Solve Integer Factoring in randomized polynomial time with an oracle for square root modulo $n$

Question

I'm trying to solve exercise 6.5 on page 309 from Richard Crandall's "Prime numbers - A computational perspective". It basically asks for an algorithm to factor integers in randomized polynomial time given an oracle for taking square roots modulo $n$.

I think, the basic idea is the following: Given a composite number $n$, to take a random element $r$ in $\left.\mathbb{Z}\middle/n\mathbb{Z}\right.$ and square it. If $r$ was a square, $r^2$ can have up to $4$ different square roots and the basic idea of the algorithm is that the oracle has some chance not to choose $\pm r$, but one of the other two roots. It will turn out that we then can determine a factor of $n$ using Euclidean's algorithm.

I formalized this to

Input: $n=pq\in\mathbb{Z}$ with primes $p$ and $q$.

Output: $p$ or $q$

1. Take a random number $r$ between $1$ and $n-1$
2. If $r\mid n$ then return $r$ (we were lucky)
3. $s:= r^2\pmod{n}$
4. $t:=\sqrt{s}\pmod{n}$ (using the oracle)
5. If $t\equiv \pm r\pmod{n}$ then goto step 1.
6. Return $\gcd(t-r,n)$

One can show that $t \not\equiv \pm r\pmod{n}$ implies that $\gcd(t-r,n)\neq 1,n$ and therefore get that the return value of the algorithm is a non-trivial factor of $n$.
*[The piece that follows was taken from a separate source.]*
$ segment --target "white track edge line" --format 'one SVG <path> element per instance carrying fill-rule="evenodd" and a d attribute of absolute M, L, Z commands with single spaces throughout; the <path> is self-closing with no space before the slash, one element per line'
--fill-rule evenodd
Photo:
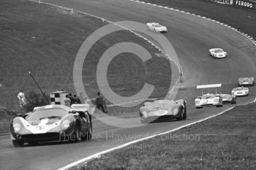
<path fill-rule="evenodd" d="M 35 1 L 35 0 L 29 0 L 29 1 L 34 1 L 34 2 L 37 2 L 37 3 L 39 2 L 38 1 Z M 252 37 L 248 36 L 247 34 L 245 34 L 243 33 L 243 32 L 241 32 L 241 31 L 238 31 L 238 30 L 237 30 L 236 28 L 233 28 L 233 27 L 231 27 L 231 26 L 228 26 L 228 25 L 227 25 L 227 24 L 223 24 L 223 23 L 220 23 L 220 22 L 216 21 L 215 20 L 211 20 L 211 19 L 210 19 L 210 18 L 206 18 L 202 17 L 202 16 L 200 16 L 200 15 L 195 15 L 195 14 L 191 14 L 190 12 L 184 12 L 184 11 L 180 11 L 179 9 L 173 9 L 173 8 L 170 8 L 170 7 L 162 7 L 162 6 L 157 5 L 157 4 L 151 4 L 151 3 L 146 3 L 146 2 L 143 2 L 143 1 L 135 1 L 135 0 L 129 0 L 129 1 L 140 2 L 140 3 L 143 3 L 143 4 L 149 4 L 149 5 L 157 6 L 157 7 L 162 7 L 162 8 L 165 8 L 165 9 L 170 9 L 170 10 L 178 11 L 178 12 L 182 12 L 182 13 L 186 13 L 186 14 L 187 14 L 187 15 L 195 15 L 195 16 L 197 16 L 197 17 L 199 17 L 199 18 L 203 18 L 203 19 L 210 20 L 212 21 L 212 22 L 214 22 L 214 23 L 217 23 L 217 24 L 222 25 L 222 26 L 225 26 L 225 27 L 226 27 L 226 28 L 227 28 L 232 29 L 232 30 L 233 30 L 233 31 L 235 31 L 239 33 L 240 34 L 244 36 L 245 37 L 246 37 L 247 39 L 249 39 L 249 40 L 251 40 L 251 41 L 253 42 L 253 44 L 255 44 L 255 45 L 256 46 L 256 41 L 255 41 L 255 40 L 253 39 Z M 49 4 L 49 3 L 45 3 L 45 2 L 39 2 L 39 3 L 45 4 L 48 4 L 48 5 L 50 5 L 50 6 L 53 6 L 53 7 L 59 7 L 59 8 L 62 8 L 62 9 L 67 9 L 67 10 L 72 10 L 72 9 L 73 9 L 72 8 L 72 9 L 70 9 L 70 8 L 67 8 L 67 7 L 61 7 L 61 6 L 58 6 L 58 5 L 55 5 L 55 4 Z M 80 12 L 80 11 L 77 11 L 77 12 L 80 12 L 80 13 L 83 13 L 83 14 L 88 15 L 89 15 L 89 16 L 94 17 L 94 18 L 99 18 L 99 19 L 104 19 L 104 18 L 99 18 L 99 17 L 98 17 L 98 16 L 95 16 L 95 15 L 91 15 L 91 14 L 85 13 L 85 12 Z M 113 23 L 113 22 L 109 21 L 109 20 L 106 20 L 107 22 L 108 22 L 108 23 Z M 148 41 L 146 38 L 144 38 L 143 36 L 140 36 L 140 35 L 139 35 L 139 34 L 135 33 L 134 31 L 131 31 L 131 30 L 129 30 L 129 29 L 127 29 L 127 28 L 124 28 L 124 27 L 122 27 L 122 26 L 121 26 L 121 27 L 123 28 L 125 28 L 126 30 L 128 30 L 128 31 L 131 31 L 132 33 L 134 33 L 135 35 L 138 35 L 138 36 L 140 36 L 140 37 L 144 39 L 145 40 L 146 40 L 148 42 L 149 42 L 149 43 L 151 44 L 152 45 L 154 45 L 154 46 L 155 46 L 155 47 L 157 47 L 157 46 L 154 45 L 153 43 L 151 43 L 150 41 L 148 42 Z M 163 52 L 161 49 L 159 49 L 158 47 L 157 47 L 157 48 L 160 52 L 162 52 L 162 53 L 163 53 L 164 54 L 165 54 L 165 53 L 164 53 L 164 52 Z M 165 54 L 165 55 L 167 55 Z M 180 68 L 180 69 L 181 69 L 181 68 Z M 182 70 L 181 70 L 181 72 L 182 72 Z M 183 75 L 183 72 L 182 72 L 181 74 L 181 76 L 182 76 L 182 75 Z M 178 82 L 178 81 L 176 82 L 176 83 Z M 254 100 L 253 101 L 252 101 L 252 102 L 250 102 L 250 103 L 255 102 L 255 101 L 256 101 L 256 98 L 255 98 L 255 100 Z M 82 162 L 85 162 L 85 161 L 89 161 L 89 160 L 91 160 L 91 159 L 93 159 L 93 158 L 99 158 L 99 157 L 100 157 L 100 155 L 102 155 L 102 154 L 105 154 L 105 153 L 110 152 L 111 152 L 111 151 L 113 151 L 113 150 L 118 150 L 118 149 L 123 148 L 123 147 L 124 147 L 129 146 L 129 145 L 132 144 L 138 143 L 138 142 L 141 142 L 141 141 L 143 141 L 143 140 L 147 140 L 147 139 L 152 139 L 152 138 L 156 137 L 156 136 L 161 136 L 161 135 L 164 135 L 164 134 L 170 134 L 170 133 L 173 132 L 173 131 L 176 131 L 180 130 L 180 129 L 181 129 L 181 128 L 184 128 L 190 126 L 190 125 L 195 125 L 195 124 L 196 124 L 196 123 L 198 123 L 205 121 L 205 120 L 206 120 L 211 119 L 211 118 L 212 118 L 212 117 L 217 117 L 217 116 L 218 116 L 218 115 L 222 115 L 222 114 L 223 114 L 223 113 L 225 113 L 225 112 L 227 112 L 227 111 L 229 111 L 229 110 L 233 109 L 234 107 L 232 107 L 228 108 L 228 109 L 225 109 L 225 110 L 224 110 L 224 111 L 222 111 L 222 112 L 219 112 L 219 113 L 218 113 L 218 114 L 217 114 L 217 115 L 214 115 L 208 117 L 206 117 L 206 118 L 204 118 L 204 119 L 202 119 L 202 120 L 195 121 L 195 122 L 192 123 L 187 124 L 187 125 L 185 125 L 180 126 L 180 127 L 176 128 L 175 128 L 175 129 L 173 129 L 173 130 L 171 130 L 171 131 L 166 131 L 166 132 L 163 132 L 163 133 L 161 133 L 161 134 L 158 134 L 152 135 L 152 136 L 147 136 L 147 137 L 145 137 L 145 138 L 142 138 L 142 139 L 137 139 L 137 140 L 135 140 L 135 141 L 132 141 L 132 142 L 127 142 L 127 143 L 126 143 L 126 144 L 121 144 L 121 145 L 120 145 L 120 146 L 118 146 L 118 147 L 113 147 L 113 148 L 111 148 L 111 149 L 109 149 L 109 150 L 105 150 L 105 151 L 102 151 L 102 152 L 96 153 L 96 154 L 92 155 L 91 155 L 91 156 L 84 158 L 80 159 L 80 160 L 78 160 L 78 161 L 75 161 L 75 162 L 74 162 L 74 163 L 70 163 L 70 164 L 68 164 L 68 165 L 67 165 L 67 166 L 64 166 L 64 167 L 62 167 L 62 168 L 58 169 L 58 170 L 66 170 L 66 169 L 69 169 L 69 168 L 71 168 L 71 167 L 72 167 L 72 166 L 76 166 L 76 165 L 78 165 L 78 164 L 79 164 L 79 163 L 82 163 Z"/>
<path fill-rule="evenodd" d="M 189 124 L 187 124 L 187 125 L 181 125 L 178 128 L 176 128 L 175 129 L 173 129 L 173 130 L 170 130 L 170 131 L 165 131 L 165 132 L 163 132 L 163 133 L 161 133 L 161 134 L 154 134 L 154 135 L 152 135 L 152 136 L 147 136 L 147 137 L 144 137 L 144 138 L 141 138 L 141 139 L 137 139 L 137 140 L 134 140 L 134 141 L 132 141 L 132 142 L 127 142 L 126 144 L 123 144 L 120 146 L 118 146 L 118 147 L 113 147 L 111 149 L 109 149 L 109 150 L 104 150 L 102 152 L 98 152 L 98 153 L 96 153 L 96 154 L 94 154 L 92 155 L 90 155 L 90 156 L 88 156 L 88 157 L 86 157 L 84 158 L 82 158 L 80 160 L 78 160 L 75 162 L 73 162 L 70 164 L 68 164 L 64 167 L 61 167 L 60 169 L 58 169 L 57 170 L 66 170 L 67 169 L 69 169 L 71 167 L 73 167 L 82 162 L 86 162 L 86 161 L 88 161 L 91 159 L 94 159 L 94 158 L 100 158 L 100 155 L 103 155 L 103 154 L 105 154 L 105 153 L 108 153 L 108 152 L 112 152 L 112 151 L 114 151 L 116 150 L 119 150 L 119 149 L 121 149 L 123 147 L 127 147 L 129 145 L 131 145 L 132 144 L 135 144 L 135 143 L 138 143 L 139 142 L 142 142 L 142 141 L 144 141 L 144 140 L 148 140 L 148 139 L 152 139 L 152 138 L 154 138 L 154 137 L 157 137 L 157 136 L 161 136 L 161 135 L 165 135 L 165 134 L 170 134 L 171 132 L 174 132 L 174 131 L 178 131 L 181 128 L 186 128 L 186 127 L 189 127 L 190 125 L 195 125 L 195 124 L 197 124 L 198 123 L 200 123 L 200 122 L 203 122 L 203 121 L 205 121 L 206 120 L 208 120 L 208 119 L 211 119 L 211 118 L 213 118 L 214 117 L 217 117 L 218 115 L 220 115 L 232 109 L 233 109 L 235 107 L 232 107 L 230 108 L 228 108 L 217 115 L 212 115 L 212 116 L 210 116 L 210 117 L 208 117 L 206 118 L 204 118 L 204 119 L 201 119 L 201 120 L 199 120 L 197 121 L 195 121 L 195 122 L 193 122 L 193 123 L 189 123 Z"/>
Inspired by my main question "How do I prove that the running time is polynomial in the bit-size of the input?" I have some follow up questions:

1. Do I have to show that a lot of numbers between $1$ and $n-1$ are squares? There must be a well-known theorem or easy fact that shows this (well... not well-known to me ;-).
2. Are there any more details I have consider?
3. Has every square of a square exactly $4$ square roots modulo $n$?

Answer 1

1. Where in the analysis of the algorithm does the number of squares ("quadratic residues") come in? As to their number, you know that $a^2 \pmod{n}$ is always a square, and every number has up to $4$ square roots. That should help you show that there are a lot of squares.
2. Try to prove that your algorithm works, and see if anything is missing.
3. Suppose $n = pq$ ($p,q$ different primes) and $(x,n)=1$. Then if $x$ is a square, then $x$ has two square roots modulo $p$ and two square roots modulo $q$, and so four square roots in total by the Chinese remainder theorem. We know that a number $x$ such that $(x,p)=1$ has at most two square roots since the polynomial $t^2-x$ can have at most two roots modulo $p$. If it has one square root $y$ then $-y$ is another one.

Answer 2

"2." Another detail to consider is that finding square roots modulo a large composite (your step 4) is proved to be as hard a factoring, and produces in any case a factorization of the large composite. See, for example, here for an application of their equivalent difficulty, and here for an explanation of how to factor the large composite if one can find square roots modulo the large composite.

So it would seem you have found the algorithm correctly! And since all the steps, like computing (t-r,n), and aside from the magical oracle, are proven polynomial it seems you have constructed a proof as well!